What I researched the most was working conditions inside a shipping company such as UPS and FedEx. I was surprised at how many YouTube videos exist on this subject! Watching them, I was able to see what workers wore, where they stood in relationship to the conveyer belts, how they spoke, what their attitudes were, and so on.
This research helped me to envision Rowan’s work environment and how she functioned in it. I hope all my future novels include video research!
Q: How was the book’s title chosen, and what does it signify for you?
A: I’ve often said that I don’t choose my titles, that they arrive at the front door the same time the plot and characters do. That is true of most of my other books, and it’s true of Exit Velocity also. The title arrived in my consciousness as soon as I knew I wanted to write this book.
I realize that this might not be a satisfying answer, so I’ll try to explain why the title arrived immediately.
First, I knew I would be setting the novel in Bridgeport, home of the Chicago White Sox. Because I’m a baseball fan, I’m familiar with the concept of exit velocity: the speed at which the batted ball comes off the bat and leaves the field of play and maybe the stadium. A fastball that is especially hard hit can have an exit velocity of 120 mph, indicating that the batter has really turned the ball around.
The conditions forced upon the working class by the ruling class must be turned around if we are to save ourselves and the world from destruction.

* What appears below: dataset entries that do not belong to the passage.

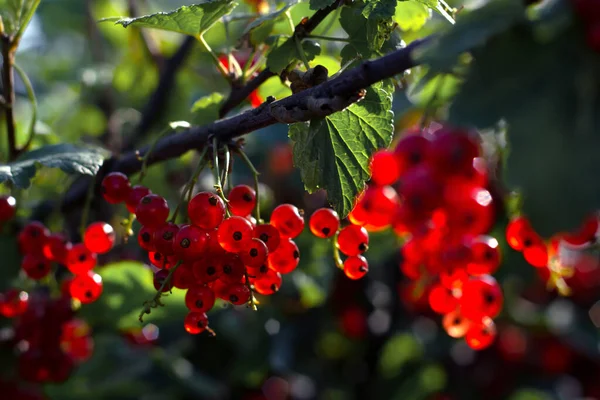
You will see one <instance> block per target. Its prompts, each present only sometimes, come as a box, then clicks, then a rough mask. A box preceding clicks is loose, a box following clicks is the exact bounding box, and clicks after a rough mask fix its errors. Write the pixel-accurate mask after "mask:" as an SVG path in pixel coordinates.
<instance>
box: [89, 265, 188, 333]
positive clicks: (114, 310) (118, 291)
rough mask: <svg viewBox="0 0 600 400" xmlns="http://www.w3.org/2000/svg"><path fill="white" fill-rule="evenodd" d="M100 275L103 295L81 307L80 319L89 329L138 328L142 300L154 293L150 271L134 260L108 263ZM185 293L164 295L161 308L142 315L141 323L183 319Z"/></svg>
mask: <svg viewBox="0 0 600 400" xmlns="http://www.w3.org/2000/svg"><path fill="white" fill-rule="evenodd" d="M96 272H97V273H98V274H100V276H102V284H103V292H102V296H100V298H99V299H98V300H97V301H96V302H94V303H91V304H84V305H83V306H82V307H81V310H80V312H81V314H82V315H83V318H84V319H85V320H86V321H88V323H89V324H90V325H92V326H103V327H107V326H110V327H114V328H116V329H128V328H135V327H139V326H140V321H139V320H138V316H139V314H140V311H141V310H142V307H143V304H144V302H145V301H148V300H151V299H152V298H153V297H154V295H155V294H156V289H154V284H153V274H152V271H151V270H150V269H149V268H148V267H147V266H145V265H144V264H142V263H140V262H136V261H121V262H116V263H112V264H108V265H106V266H104V267H102V268H99V269H98V270H97V271H96ZM184 296H185V294H184V293H183V292H182V291H181V290H178V289H173V293H171V294H169V293H167V294H166V295H163V297H162V298H161V301H162V302H163V304H165V306H164V307H158V308H154V309H152V312H151V313H150V314H149V315H145V316H144V322H153V323H159V322H157V321H160V322H164V321H165V320H173V319H178V318H183V317H184V316H185V314H186V312H185V301H184Z"/></svg>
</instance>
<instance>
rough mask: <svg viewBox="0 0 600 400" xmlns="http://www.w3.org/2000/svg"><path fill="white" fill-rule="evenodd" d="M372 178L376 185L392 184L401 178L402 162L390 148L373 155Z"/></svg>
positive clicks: (371, 178)
mask: <svg viewBox="0 0 600 400" xmlns="http://www.w3.org/2000/svg"><path fill="white" fill-rule="evenodd" d="M369 166H370V169H371V180H372V181H373V182H374V183H375V184H376V185H380V186H383V185H391V184H392V183H394V182H396V181H397V180H398V179H399V178H400V162H399V161H398V158H397V157H396V155H395V154H394V152H392V151H390V150H385V149H384V150H379V151H377V152H375V153H374V154H373V155H372V156H371V163H370V165H369Z"/></svg>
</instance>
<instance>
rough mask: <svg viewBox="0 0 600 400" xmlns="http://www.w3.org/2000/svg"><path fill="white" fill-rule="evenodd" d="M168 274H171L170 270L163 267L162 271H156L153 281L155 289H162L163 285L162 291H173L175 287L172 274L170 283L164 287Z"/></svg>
mask: <svg viewBox="0 0 600 400" xmlns="http://www.w3.org/2000/svg"><path fill="white" fill-rule="evenodd" d="M168 276H169V271H168V270H166V269H161V270H160V271H156V273H155V274H154V279H153V282H152V283H153V284H154V289H156V290H161V287H162V290H161V292H162V293H165V292H169V291H171V290H172V289H173V281H172V279H173V277H172V276H171V280H170V281H169V283H168V284H166V285H165V286H164V287H163V284H164V283H165V281H166V279H167V277H168Z"/></svg>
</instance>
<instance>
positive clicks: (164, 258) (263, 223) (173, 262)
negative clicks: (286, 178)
mask: <svg viewBox="0 0 600 400" xmlns="http://www.w3.org/2000/svg"><path fill="white" fill-rule="evenodd" d="M102 188H103V194H104V198H105V199H106V200H107V201H109V202H110V203H113V204H115V203H119V202H123V201H125V202H126V203H127V207H128V208H129V210H130V211H132V212H133V213H134V214H135V216H136V218H137V220H138V221H139V222H140V224H141V225H142V228H141V229H140V231H139V233H138V243H139V245H140V247H141V248H142V249H144V250H146V251H147V252H148V256H149V260H150V263H151V264H152V265H153V266H154V269H155V274H154V285H155V287H156V289H157V290H158V291H159V292H167V291H170V290H172V289H173V288H177V289H183V290H186V291H187V292H186V296H185V303H186V306H187V307H188V309H189V310H190V312H189V313H188V315H187V316H186V318H185V321H184V327H185V329H186V330H187V331H188V332H189V333H191V334H198V333H201V332H203V331H204V330H206V328H207V326H208V319H207V316H206V312H207V311H209V310H210V309H211V308H212V307H213V306H214V304H215V300H216V298H220V299H222V300H225V301H228V302H230V303H232V304H234V305H242V304H248V303H250V304H252V303H253V299H254V298H253V294H252V291H255V292H257V293H259V294H262V295H271V294H273V293H275V292H277V291H278V290H279V287H280V286H281V282H282V278H281V275H282V274H287V273H290V272H291V271H293V270H294V269H295V268H296V267H297V266H298V262H299V260H300V252H299V250H298V247H297V246H296V244H295V243H294V241H293V239H294V238H295V237H297V236H298V235H299V234H300V233H301V232H302V230H303V229H304V219H303V217H302V215H301V213H300V211H299V210H298V209H297V208H296V207H295V206H293V205H291V204H282V205H279V206H278V207H277V208H275V210H273V213H272V214H271V221H270V223H269V224H265V223H257V222H256V220H255V219H254V218H253V217H251V215H250V214H251V212H252V210H254V208H255V207H257V199H256V193H255V191H254V189H252V188H251V187H249V186H246V185H238V186H236V187H234V188H233V189H232V190H231V191H230V192H229V193H228V199H227V200H226V201H224V200H223V199H222V198H221V197H220V196H218V195H217V194H215V193H210V192H200V193H197V194H196V195H194V196H193V197H192V198H191V200H190V201H189V203H188V206H187V212H188V213H187V214H188V218H189V224H176V223H175V222H174V221H173V218H171V220H167V218H168V217H169V213H170V211H169V206H168V204H167V201H166V200H165V199H164V198H163V197H161V196H158V195H156V194H152V193H150V191H149V190H148V189H147V188H143V187H141V186H136V187H133V188H131V186H130V183H129V180H128V179H127V177H126V176H125V175H123V174H121V173H111V174H109V175H107V176H106V177H105V178H104V180H103V182H102ZM140 193H144V194H145V195H144V196H140V195H139V194H140ZM134 203H137V205H135V207H134Z"/></svg>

In the scene in which Rowan is speaking to a crowd in the Pilsen neighborhood, she seeks to give them hope by saying that the turnaround of all that we suffer (poverty, lack of proper health care, inadequate school systems, racism, wars, genocide, the destruction of the rainforest, the polluting of the ocean and the environment) could be turned around at lightning speed, much the way a batter turns around a fastball.
That is what the title signifies to me — that there is hope for ending all these evils, definitively and permanently. I want to give readers hope.
Q: The writer Sara Paretsky said of the novel, “If you love Octavia Butler, you'll enjoy Exit Velocity.” What do you think of that comparison?
A: I’m highly honored by having my book compared to those of Octavia Butler. There are large differences between her writing and mine, but there is one great similarity, and I intuit that similarity is the reason Sara Paretsky made the comparison.
Butler created fully developed and complex worlds set on other planets in other times with other living creatures far more advanced in thought, action, and capabilities than are humans. I’m thinking of Dawn, for example.
All my fiction is set in the real world, the here and now. The fact that an alien parrot visits my world is an aberration more than a convention. In this regard, Butler and I are very different.
A reader could always expect another brilliant science fiction work from Butler. From me, a reader never knows what to expect: baseball? mystery? working-class conflict? I have to say, that’s partly because when I decide what to write next, I never consider genre.
But Butler was concerned with humanity’s path of self-destruction, with racial and sexual discrimination. She was, in short, concerned with social justice — without which the path toward self-destruction will escalate.
In this regard, the comparison to Butler is an apt one: all of my books are concerned with social justice.
This was true of my very first novel, She’s on First, which centers on society’s refusal to accept women’s equality and women’s rights. It continued through my mystery novels, Dirty Proof and Sound Proof: what is a mystery novel at heart but a determination to assert (or re-assert) social justice?
In Exit Velocity the issues of racism, sexual discrimination, and working-class oppression are all leading to the path of self-destruction — so much so that Deeply, the parrot, is sent from another planet on a mission to Earth, to help turn around this trajectory.
It is, I think, this fictional depiction of social injustice, coupled with the science-fiction element, that led Sara to make the comparison.
Q: What are you working on now?
A: Usually I work on two books at a time, sometimes three — but not in the sense that I go from one book to another on a daily or weekly basis. Most often I get a book through a certain stage and then, while it’s fermenting, I move to another book.
That said, I will soon start reworking a middle-grade book about a contest between a mule and a horse. I’ve been calling it “my mule book” for three years, but recently I’ve given it a title: Some Will Make It Through: The Ballad of the Horse and Mule. Until now I’ve never written in the ballad form. I found this particularly challenging.
In addition, I soon hope to rewrite Snow-Blind, a novel I wrote in the 1980s, back when the Arctic was frozen and the Soviet Union and KGB existed. Before I could get the book published, the Soviet Union collapsed and the Arctic began to melt.
But I’m thinking about moving the book backwards in time, into the 1960s. I’ve never changed the setting of a book before, so this, too, will be challenging.
As if those two undertakings aren’t enough, I’m thinking of writing my first trilogy. Needless to say, that will probably be the most challenging project of them all.
Q: Anything else we should know?
A: Just that I appreciate your interviewing me about Exit Velocity and my writing. I am tempted to say that I deeply appreciate your interviewing me, but since creating Deeply I find myself hesitant to use his name in any lower-case setting.